Las carreteras poco transitadas y los parques poco visitados, dan una sensación de soledad, que es acompañada por las inesperadas apariciones de su fauna única e inofensiva porque ya no merodea más el extinto tigre de Tasmania.
La aventura en automóvil comienza desde cualquier aeropuerto. Un punto de partida puede ser la ciudad norteña de Launceston, que fue explorada por primera vez por George Bass y Matthew Flinders en 1798, y que aún conserva un aire colonial.
Desde allí se emprende un camino por modernas carreteras que atraviesan, primero, campos de cultivo, y luego se adentran por un camino sinuoso de mimosas amarillentas y eucaliptos bañados por una luz roja grisácea de invierno y un frío crujiente, hacia el valle Cradle, desde donde parte el mítico camino alpino Overland.
La puerta del paraíso
Los pocos carteles que encuentra el viajero llevan, después de un recorrido de tres horas, matizado por los paisajes montañosos y el pesado vaivén de caderas de los wombats —marsupiales peludos como un pequeño oso de peluche—, a la entrada norte del Cradle Mountain-Lake St. Clair.

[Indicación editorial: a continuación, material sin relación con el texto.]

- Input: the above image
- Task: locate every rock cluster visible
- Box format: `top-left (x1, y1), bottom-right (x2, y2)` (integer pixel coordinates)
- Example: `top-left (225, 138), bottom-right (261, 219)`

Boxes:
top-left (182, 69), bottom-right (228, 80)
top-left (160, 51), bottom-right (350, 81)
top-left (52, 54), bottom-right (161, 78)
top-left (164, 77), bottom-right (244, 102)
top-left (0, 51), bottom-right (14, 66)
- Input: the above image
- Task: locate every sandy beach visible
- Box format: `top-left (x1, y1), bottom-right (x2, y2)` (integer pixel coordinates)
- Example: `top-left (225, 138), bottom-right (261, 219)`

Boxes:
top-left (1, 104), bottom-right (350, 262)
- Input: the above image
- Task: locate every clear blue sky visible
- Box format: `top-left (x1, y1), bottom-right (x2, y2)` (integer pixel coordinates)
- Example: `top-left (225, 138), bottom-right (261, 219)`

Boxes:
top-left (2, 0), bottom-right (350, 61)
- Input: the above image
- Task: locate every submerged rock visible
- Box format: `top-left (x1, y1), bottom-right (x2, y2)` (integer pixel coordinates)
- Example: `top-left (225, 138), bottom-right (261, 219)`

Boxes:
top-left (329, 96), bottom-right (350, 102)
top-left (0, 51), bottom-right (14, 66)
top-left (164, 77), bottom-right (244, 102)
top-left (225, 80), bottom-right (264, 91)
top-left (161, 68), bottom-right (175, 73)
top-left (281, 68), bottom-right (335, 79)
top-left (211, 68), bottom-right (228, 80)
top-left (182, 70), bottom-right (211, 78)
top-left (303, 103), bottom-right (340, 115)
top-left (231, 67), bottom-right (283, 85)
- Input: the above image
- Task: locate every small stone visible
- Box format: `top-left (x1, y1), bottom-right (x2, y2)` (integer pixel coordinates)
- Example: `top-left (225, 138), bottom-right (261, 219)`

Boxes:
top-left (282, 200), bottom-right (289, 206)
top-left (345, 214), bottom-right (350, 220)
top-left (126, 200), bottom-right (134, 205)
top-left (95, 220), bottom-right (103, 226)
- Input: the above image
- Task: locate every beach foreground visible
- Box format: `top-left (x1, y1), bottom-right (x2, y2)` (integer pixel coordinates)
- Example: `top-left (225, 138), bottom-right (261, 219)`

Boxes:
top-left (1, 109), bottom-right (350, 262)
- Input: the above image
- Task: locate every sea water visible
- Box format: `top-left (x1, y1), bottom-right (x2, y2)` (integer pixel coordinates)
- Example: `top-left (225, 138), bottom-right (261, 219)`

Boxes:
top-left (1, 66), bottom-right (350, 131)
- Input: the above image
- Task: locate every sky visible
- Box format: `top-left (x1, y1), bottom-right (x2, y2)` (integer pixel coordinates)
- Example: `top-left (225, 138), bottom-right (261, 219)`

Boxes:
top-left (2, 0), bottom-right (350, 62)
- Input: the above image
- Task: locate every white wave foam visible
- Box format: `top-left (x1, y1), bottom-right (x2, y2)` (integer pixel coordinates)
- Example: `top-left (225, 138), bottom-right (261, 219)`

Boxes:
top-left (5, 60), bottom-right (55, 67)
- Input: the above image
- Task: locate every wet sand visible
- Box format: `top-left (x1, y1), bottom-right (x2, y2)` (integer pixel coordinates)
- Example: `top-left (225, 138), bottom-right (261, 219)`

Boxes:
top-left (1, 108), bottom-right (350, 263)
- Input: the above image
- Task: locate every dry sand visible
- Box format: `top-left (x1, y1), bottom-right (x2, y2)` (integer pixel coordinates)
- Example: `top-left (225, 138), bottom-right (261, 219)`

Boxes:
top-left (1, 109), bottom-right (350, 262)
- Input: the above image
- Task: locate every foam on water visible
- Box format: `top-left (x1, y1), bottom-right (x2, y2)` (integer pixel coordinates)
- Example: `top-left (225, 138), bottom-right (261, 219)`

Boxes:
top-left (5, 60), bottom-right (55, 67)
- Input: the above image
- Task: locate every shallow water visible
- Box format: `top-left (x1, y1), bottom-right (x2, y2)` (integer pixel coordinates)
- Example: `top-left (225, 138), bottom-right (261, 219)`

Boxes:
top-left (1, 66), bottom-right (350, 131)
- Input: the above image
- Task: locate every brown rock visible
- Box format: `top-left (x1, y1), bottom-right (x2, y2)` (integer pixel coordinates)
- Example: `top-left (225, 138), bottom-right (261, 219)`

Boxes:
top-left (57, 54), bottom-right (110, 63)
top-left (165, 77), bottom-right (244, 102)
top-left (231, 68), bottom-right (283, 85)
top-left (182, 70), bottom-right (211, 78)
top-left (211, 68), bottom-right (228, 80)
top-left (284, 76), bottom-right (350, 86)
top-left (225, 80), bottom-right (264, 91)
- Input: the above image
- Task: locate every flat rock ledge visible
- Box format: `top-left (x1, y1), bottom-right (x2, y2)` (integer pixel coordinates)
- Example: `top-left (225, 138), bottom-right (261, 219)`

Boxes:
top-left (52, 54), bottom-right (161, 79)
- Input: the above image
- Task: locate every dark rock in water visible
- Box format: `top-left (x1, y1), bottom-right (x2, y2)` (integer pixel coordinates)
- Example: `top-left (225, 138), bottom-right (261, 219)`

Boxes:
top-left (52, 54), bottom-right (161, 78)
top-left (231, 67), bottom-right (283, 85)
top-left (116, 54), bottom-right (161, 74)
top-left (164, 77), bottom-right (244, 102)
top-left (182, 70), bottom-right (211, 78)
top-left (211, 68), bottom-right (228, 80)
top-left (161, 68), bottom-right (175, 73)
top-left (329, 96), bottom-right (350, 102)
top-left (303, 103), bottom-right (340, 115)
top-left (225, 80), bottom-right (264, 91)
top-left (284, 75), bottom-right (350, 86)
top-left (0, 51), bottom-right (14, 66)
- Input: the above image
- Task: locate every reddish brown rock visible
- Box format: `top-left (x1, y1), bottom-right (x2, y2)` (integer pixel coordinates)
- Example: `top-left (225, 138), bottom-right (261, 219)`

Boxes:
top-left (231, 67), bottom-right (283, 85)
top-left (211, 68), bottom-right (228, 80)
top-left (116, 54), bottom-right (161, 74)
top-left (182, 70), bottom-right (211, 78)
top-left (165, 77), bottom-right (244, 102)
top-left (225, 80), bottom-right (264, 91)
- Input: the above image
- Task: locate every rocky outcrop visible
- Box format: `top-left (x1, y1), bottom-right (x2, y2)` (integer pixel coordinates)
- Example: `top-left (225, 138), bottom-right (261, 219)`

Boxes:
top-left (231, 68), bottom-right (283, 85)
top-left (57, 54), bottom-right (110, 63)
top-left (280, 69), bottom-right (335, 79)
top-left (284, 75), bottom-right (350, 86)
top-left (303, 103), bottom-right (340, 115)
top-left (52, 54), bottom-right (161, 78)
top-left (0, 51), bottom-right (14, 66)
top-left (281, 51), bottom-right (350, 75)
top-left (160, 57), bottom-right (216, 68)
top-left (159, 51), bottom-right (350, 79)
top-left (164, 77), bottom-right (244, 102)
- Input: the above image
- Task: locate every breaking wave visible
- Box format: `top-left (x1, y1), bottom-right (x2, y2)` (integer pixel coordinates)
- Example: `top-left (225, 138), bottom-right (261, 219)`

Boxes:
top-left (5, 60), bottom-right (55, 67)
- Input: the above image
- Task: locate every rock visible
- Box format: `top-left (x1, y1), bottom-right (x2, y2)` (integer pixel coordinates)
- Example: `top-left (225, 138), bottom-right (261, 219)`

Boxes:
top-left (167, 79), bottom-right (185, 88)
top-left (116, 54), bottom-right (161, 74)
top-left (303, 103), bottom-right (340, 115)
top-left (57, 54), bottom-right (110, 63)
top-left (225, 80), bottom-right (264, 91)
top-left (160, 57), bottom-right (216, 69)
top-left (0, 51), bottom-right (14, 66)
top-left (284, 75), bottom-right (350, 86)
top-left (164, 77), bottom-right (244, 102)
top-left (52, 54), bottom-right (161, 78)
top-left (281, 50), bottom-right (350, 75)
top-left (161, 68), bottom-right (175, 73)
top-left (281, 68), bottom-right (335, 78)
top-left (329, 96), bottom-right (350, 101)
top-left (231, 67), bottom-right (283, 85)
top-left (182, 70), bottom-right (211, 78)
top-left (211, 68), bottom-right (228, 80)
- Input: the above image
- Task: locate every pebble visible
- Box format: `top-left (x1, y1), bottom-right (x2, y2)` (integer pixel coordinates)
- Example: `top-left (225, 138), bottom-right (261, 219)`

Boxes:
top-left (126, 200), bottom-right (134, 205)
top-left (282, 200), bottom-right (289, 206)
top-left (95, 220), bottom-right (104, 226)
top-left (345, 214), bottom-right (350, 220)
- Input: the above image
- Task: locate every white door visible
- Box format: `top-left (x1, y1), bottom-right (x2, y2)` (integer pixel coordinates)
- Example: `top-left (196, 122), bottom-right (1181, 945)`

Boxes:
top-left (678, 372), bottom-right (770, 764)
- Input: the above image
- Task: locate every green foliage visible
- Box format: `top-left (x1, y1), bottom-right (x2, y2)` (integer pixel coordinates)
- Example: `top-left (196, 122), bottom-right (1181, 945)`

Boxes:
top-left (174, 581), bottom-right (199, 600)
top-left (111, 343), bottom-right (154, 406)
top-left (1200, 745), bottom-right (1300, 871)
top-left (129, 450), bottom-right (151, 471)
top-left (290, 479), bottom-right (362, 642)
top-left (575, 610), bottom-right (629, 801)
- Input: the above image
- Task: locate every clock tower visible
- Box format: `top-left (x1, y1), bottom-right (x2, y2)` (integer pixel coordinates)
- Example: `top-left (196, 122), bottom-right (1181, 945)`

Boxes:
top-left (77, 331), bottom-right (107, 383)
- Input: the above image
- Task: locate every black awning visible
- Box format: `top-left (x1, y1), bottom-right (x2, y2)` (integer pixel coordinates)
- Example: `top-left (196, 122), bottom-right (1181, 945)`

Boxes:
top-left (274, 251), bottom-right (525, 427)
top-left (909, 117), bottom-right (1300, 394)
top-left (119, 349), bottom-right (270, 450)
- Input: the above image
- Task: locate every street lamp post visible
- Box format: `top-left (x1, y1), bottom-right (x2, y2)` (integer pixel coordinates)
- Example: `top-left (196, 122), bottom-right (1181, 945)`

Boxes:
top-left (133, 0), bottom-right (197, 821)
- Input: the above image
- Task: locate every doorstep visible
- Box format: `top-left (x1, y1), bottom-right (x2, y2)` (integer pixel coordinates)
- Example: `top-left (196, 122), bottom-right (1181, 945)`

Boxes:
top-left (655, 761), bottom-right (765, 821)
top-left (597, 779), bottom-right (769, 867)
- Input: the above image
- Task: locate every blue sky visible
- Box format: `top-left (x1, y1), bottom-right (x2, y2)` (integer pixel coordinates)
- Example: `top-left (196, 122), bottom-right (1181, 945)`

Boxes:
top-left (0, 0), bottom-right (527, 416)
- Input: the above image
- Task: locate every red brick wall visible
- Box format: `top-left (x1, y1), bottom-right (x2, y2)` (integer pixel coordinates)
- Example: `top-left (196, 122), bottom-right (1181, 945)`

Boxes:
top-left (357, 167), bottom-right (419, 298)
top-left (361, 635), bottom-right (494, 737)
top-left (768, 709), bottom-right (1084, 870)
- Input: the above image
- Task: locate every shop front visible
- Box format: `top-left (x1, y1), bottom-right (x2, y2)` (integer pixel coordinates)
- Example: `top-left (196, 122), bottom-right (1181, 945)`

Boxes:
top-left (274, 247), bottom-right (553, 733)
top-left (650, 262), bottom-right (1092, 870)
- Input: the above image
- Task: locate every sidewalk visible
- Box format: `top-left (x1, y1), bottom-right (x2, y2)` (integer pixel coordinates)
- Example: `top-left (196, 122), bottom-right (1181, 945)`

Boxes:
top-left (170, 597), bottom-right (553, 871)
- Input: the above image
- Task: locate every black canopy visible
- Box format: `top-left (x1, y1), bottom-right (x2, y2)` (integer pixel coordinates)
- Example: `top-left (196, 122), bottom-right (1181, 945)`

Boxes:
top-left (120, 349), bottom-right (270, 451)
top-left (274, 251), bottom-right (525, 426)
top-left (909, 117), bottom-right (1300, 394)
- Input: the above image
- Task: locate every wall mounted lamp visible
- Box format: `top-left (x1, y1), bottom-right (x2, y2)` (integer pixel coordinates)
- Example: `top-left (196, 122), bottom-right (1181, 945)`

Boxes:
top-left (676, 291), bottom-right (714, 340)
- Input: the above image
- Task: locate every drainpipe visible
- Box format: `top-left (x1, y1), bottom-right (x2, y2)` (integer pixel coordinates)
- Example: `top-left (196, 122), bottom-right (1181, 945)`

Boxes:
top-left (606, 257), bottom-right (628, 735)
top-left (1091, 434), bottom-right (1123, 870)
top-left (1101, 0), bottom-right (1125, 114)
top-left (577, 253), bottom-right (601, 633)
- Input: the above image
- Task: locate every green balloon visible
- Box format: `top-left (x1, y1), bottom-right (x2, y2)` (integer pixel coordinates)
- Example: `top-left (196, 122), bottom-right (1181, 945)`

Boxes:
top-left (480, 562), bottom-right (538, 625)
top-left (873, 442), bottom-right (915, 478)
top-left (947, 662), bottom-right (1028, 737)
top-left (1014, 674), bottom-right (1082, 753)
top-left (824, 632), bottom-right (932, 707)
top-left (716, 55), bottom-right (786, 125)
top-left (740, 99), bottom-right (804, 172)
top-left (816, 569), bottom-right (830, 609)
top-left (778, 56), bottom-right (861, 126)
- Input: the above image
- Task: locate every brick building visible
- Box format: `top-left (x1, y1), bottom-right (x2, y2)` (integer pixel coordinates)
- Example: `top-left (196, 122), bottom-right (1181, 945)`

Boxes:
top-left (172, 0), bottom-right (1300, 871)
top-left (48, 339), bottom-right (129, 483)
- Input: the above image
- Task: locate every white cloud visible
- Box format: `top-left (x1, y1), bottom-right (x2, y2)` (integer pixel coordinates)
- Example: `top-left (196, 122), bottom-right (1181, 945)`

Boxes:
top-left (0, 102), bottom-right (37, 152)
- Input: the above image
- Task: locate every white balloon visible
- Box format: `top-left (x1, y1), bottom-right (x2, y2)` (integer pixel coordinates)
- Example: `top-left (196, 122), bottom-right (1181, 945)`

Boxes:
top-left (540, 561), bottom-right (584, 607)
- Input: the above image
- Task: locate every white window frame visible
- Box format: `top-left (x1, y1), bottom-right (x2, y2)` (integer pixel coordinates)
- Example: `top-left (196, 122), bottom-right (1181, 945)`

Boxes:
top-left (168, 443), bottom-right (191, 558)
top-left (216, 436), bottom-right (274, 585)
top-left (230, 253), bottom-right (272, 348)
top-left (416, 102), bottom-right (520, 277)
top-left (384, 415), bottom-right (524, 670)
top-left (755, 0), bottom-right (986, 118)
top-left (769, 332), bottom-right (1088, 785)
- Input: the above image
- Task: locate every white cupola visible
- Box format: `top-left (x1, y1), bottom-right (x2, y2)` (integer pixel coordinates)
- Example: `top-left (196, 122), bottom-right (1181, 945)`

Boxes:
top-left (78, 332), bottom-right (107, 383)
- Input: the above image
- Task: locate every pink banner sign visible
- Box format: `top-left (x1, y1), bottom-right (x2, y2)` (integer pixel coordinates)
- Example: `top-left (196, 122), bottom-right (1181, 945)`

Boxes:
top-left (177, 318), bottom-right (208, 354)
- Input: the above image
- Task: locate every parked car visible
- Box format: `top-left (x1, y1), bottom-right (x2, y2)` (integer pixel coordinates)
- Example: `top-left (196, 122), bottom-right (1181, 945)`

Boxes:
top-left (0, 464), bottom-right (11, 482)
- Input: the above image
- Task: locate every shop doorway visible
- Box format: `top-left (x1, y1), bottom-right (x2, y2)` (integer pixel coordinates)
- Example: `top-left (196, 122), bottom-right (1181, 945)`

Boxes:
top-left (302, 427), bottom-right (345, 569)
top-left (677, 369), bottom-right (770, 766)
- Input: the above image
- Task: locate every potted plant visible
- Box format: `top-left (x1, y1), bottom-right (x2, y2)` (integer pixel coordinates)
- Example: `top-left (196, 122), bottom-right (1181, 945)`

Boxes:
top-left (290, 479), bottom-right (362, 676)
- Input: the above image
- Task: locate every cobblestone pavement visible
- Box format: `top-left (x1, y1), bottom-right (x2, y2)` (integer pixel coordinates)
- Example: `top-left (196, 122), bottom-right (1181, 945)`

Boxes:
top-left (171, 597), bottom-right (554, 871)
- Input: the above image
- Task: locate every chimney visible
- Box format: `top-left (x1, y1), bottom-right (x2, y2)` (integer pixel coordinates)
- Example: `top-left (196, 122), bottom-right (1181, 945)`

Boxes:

Aunque se llegue de noche, internet y un teléfono inteligente son suficientes para obtener las llaves de este paraíso. En la entrada se paga el acceso a los parques y la llave de una de las cabañas del histórico lugar Waldheim, en donde la pareja austriaco-australiana Gustav y Kate Weindorfer construyó en 1912 una vivienda rústica y una cabaña para invitados.
Copa en mano, a la luz de una linterna y un buen abrigo, invitan a una caminata nocturna para saborear el goce de los primeros encuentros con canguros y wombats en medio de la niebla nocturna y un camino de madera marcado para no estropear el terreno.
El siguiente encuentro obliga a madrugar. Los animales australianos son más activos durante la hora azul, ese breve instante de transición entre la noche y la mañana, en donde no reinan ni la luz ni la oscuridad. Con agua, café y bocaditos en la mochila, caminando despacio, se llega lejos y se ve más.
Desde las cabañas Waldheim se abre un mundo hacia empinados bosques con plantas de la era de Gondwana, cortados por riachuelos y con liquen incrustado en las rocas, desde donde se bifurcan varios senderos que llevan hacia el lago Dove o el lago Cráter, de 60 metros de profundidad y cuyas aguas reflejan como un espejo las montañas que lo rodean.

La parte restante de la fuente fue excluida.